La noche de la víspera de Reyes, tras el paso de la cabalgata, había caramelos tirados por el suelo hasta en la puerta de los colegios. Y es que a estas alturas del siglo le regalas un caramelo a un niño y, o bien te lo tira a la cabeza, como algunos gamberros hacen con los mismísimos Reyes Magos o, si es mínimamente educado —rara avis, aunque alguno hay—, tan solo lo utiliza para hacer puntería con la farola de la esquina, que no es que esté bien, pero al menos no atenta contra la integridad física de nadie, que ya es algo. Lejos quedan los tiempos en que los caramelos a la puerta de los colegios duraban lo que la saliva en una plancha, y todo ello a pesar de los miles de niños desnutridos de los que hablaban algunos partidos políticos antes de las elecciones y de que, según las estadísticas, en Jerez hay incluso alguna gente que trabaja. Era tal la cantidad de caramelos que había tirados por las calles tras el paso de la cabalgata que los zapatos se me quedaban pegados al suelo, y no exagero. Y eso que, según ha salido publicado en prensa, al rey Baltasar le robaron varios sacos antes de la salida del cortejo. Menos mal, porque al menos así alguien les habrá sacado, aunque de manera ilícita, algún provecho.
Si lo que se pretende al tirar los caramelos desde las carrozas es crear el efecto de una lluvia multicolor para darle más vistosidad al desfile, en ediciones sucesivas se podrían sustituir los pegajosos caramelos, que ya ni los niños los quieren, por simples papelillos o confetis, que hacen el mismo efecto, no hay peligro de achocar a nadie y dejan las calles igual de sucias, pero al menos no se te pegan a los zapatos. Y los caramelos se podrían enviar allá donde todavía sirven para encender la ilusión de los niños y dibujarles una sonrisa; allá donde degustar ese terrón de azúcar tostada —bueno, eso eran antes los caramelos— sigue siendo un pequeño placer capaz de por un momento endulzar la vida de quienes en verdad la tienen tan amarga; allá donde al menos no acaben en un contenedor de basuras.

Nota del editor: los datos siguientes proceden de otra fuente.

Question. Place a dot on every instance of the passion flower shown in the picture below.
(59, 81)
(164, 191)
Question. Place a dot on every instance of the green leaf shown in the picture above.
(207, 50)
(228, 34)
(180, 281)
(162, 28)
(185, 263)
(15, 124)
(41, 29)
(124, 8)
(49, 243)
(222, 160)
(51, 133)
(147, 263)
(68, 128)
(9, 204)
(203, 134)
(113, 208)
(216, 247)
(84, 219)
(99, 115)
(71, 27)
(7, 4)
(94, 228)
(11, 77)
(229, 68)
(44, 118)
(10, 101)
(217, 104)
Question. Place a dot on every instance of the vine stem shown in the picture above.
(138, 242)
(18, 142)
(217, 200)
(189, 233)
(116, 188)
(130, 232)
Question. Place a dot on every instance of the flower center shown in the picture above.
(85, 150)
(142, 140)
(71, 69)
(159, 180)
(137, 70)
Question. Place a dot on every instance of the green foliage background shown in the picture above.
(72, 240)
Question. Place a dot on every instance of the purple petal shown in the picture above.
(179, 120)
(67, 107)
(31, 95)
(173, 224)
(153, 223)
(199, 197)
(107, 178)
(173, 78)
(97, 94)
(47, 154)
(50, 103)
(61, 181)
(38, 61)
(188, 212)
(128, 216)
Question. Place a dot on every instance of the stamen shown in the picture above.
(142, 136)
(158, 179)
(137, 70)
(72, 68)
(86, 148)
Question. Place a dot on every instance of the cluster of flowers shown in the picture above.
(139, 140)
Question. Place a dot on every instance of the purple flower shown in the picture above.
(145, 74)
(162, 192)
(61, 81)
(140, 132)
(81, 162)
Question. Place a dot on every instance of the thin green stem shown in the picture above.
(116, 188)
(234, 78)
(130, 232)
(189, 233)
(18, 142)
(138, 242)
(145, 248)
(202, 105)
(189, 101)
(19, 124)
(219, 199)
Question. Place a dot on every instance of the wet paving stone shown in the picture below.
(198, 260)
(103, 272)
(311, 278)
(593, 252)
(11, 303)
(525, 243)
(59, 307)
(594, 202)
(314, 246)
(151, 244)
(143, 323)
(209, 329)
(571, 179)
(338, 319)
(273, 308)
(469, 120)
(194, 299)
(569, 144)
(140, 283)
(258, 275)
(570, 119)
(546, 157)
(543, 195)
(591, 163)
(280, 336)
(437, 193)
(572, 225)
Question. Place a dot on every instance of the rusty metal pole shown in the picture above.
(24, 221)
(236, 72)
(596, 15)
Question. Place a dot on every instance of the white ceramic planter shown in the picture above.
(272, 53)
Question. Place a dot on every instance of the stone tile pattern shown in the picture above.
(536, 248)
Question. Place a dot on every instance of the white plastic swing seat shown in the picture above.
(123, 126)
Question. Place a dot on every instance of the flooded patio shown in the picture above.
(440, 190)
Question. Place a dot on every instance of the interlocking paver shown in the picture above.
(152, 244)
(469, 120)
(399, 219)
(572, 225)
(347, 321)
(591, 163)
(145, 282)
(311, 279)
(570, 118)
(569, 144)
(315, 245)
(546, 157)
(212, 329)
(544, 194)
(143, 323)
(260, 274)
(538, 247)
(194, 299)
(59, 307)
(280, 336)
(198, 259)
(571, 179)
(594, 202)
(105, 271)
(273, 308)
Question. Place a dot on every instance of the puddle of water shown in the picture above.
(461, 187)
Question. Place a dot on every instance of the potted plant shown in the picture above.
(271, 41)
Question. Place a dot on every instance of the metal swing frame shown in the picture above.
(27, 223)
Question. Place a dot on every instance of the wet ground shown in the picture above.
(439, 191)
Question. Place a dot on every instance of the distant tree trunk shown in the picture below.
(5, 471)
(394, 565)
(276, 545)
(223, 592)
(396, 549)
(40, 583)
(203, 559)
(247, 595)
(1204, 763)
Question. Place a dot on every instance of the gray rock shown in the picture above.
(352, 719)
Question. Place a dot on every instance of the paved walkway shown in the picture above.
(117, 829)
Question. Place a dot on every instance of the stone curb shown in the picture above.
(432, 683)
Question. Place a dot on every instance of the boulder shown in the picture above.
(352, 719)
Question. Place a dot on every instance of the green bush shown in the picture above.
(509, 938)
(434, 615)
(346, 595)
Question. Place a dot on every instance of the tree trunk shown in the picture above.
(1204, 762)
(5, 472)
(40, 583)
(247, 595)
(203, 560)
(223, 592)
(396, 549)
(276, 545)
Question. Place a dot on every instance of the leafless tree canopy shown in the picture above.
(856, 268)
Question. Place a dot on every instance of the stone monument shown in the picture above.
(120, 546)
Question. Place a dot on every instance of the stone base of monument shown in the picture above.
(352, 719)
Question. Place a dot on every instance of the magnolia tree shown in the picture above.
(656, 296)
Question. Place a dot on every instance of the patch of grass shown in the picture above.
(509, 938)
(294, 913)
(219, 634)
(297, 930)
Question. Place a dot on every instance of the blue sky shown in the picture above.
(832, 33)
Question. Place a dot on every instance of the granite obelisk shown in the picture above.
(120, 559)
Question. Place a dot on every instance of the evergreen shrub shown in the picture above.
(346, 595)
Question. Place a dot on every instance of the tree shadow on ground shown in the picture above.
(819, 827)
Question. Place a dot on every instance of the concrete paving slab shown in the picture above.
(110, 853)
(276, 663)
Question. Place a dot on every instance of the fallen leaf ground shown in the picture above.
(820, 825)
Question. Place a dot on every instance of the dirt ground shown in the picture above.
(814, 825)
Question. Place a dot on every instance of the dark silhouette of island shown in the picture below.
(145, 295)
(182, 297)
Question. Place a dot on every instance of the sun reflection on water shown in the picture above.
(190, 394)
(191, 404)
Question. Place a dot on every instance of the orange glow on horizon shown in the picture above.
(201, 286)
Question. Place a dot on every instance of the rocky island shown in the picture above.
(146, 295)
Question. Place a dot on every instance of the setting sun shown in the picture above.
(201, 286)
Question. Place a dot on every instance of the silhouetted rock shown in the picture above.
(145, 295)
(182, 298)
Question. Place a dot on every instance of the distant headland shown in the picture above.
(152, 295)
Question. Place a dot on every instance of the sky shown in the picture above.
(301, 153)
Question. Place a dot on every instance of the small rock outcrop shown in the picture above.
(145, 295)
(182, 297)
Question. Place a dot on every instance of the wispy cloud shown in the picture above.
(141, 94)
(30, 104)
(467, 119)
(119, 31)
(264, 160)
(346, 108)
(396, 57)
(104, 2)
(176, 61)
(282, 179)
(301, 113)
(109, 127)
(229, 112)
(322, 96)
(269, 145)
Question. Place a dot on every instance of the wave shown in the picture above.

Está claro que en España los caramelos ya no son lo que eran. Hasta no hace muchos años —o quizá sí hace muchos—, cuando el maestro ofrecía un caramelo al alumno más rápido en cálculo mental, a los chiquillos se les salían los ojos de las órbitas y se estrujaban las meninges sumando, restando, multiplicando y dividiendo con tal de hacerse con la dulce recompensa. Hoy ya ni siquiera se hacen ejercicios de cálculo mental en las escuelas —aunque en Francia vuelven a ser obligatorios— y en cualquier caso, ya que los caramelos parece que han dejado de ser un estímulo para los niños jerezanos, según ha dejado claro la cabalgata de Reyes, los maestros tendrían que buscar otra clase de premio para dárselo al alumno más rápido... en el manejo de la calculadora.